The Reverse Process: What the Network Learns

The reverse process is what the neural network learns. At each step t, given a noisy image xₜ, predict the noise that was added (or equivalently, predict the original clean image, or predict a “velocity” direction — different parameterizations are mathematically equivalent). Use this prediction to move from xₜ to a slightly less noisy xₜ₋₁. Repeat for T steps, starting from pure noise xT, and you arrive at a clean image.

The network (typically a U-Net architecture, modified to handle time-step conditioning) is trained with a simple objective: given a randomly sampled time step t and a noisy version of a real image, predict the noise that was added. The loss is mean squared error between the predicted noise and the actual noise. This is a supervised learning problem — the labels (the actual noise) are known during training because you constructed the noisy images by adding noise you control.

The loss is simple; the results are surprisingly rich. The network is trained to denoise images at all noise levels simultaneously, which forces it to develop a hierarchical understanding of image structure — at high noise levels (early steps in the reverse process), the network makes broad decisions about overall composition and structure; at low noise levels (late steps), it refines fine details.

Classifier-Free Guidance and Text Conditioning

An unconditional diffusion model generates random images from the training distribution. To generate images matching a text description, the model needs to condition its denoising on the text.

The approach used in Stable Diffusion and similar models: encode the text prompt into an embedding using a pre-trained text encoder (CLIP or similar), then condition the U-Net denoising network on this embedding at every step. Cross-attention between the image features and the text embedding allows the network to attend to relevant parts of the text when generating different parts of the image.

Classifier-free guidance (CFG) is the technique that makes text-conditional generation sharp and coherent. The model is trained jointly as a conditional model (given the text, predict the noise) and an unconditional model (no text, predict the noise). At generation time, the predicted noise is a linear combination: (1 + γ) · conditional prediction − γ · unconditional prediction, where γ is the guidance scale. High guidance scale produces images that strongly match the text prompt but sacrifice diversity and naturalness. Low guidance scale produces more diverse but less prompt-adherent images. CFG is why generated images look “over-sharp” or “painterly” at high guidance — it’s amplifying the conditional signal beyond what training samples would naturally exhibit.

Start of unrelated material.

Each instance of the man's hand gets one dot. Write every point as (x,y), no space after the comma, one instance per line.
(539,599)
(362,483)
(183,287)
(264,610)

The Latent Diffusion Trick

Running diffusion in pixel space is expensive — images have many pixels, each with multiple channels, and running hundreds of denoising steps at this resolution is computationally prohibitive for high-resolution generation.

Latent diffusion models (the architecture underlying Stable Diffusion) apply the diffusion process in a compressed latent space. A variational autoencoder (VAE) is trained separately to compress images into a lower-dimensional latent representation (typically 4x or 8x smaller per spatial dimension). The diffusion process then operates in this latent space rather than pixel space — dramatically reducing computation. The final step is to decode the generated latent back to pixel space using the VAE decoder.

The VAE is the component that handles fine pixel-level detail; the diffusion model handles semantic and compositional structure in the latent space. This separation of concerns is what makes high-resolution generation tractable on consumer hardware.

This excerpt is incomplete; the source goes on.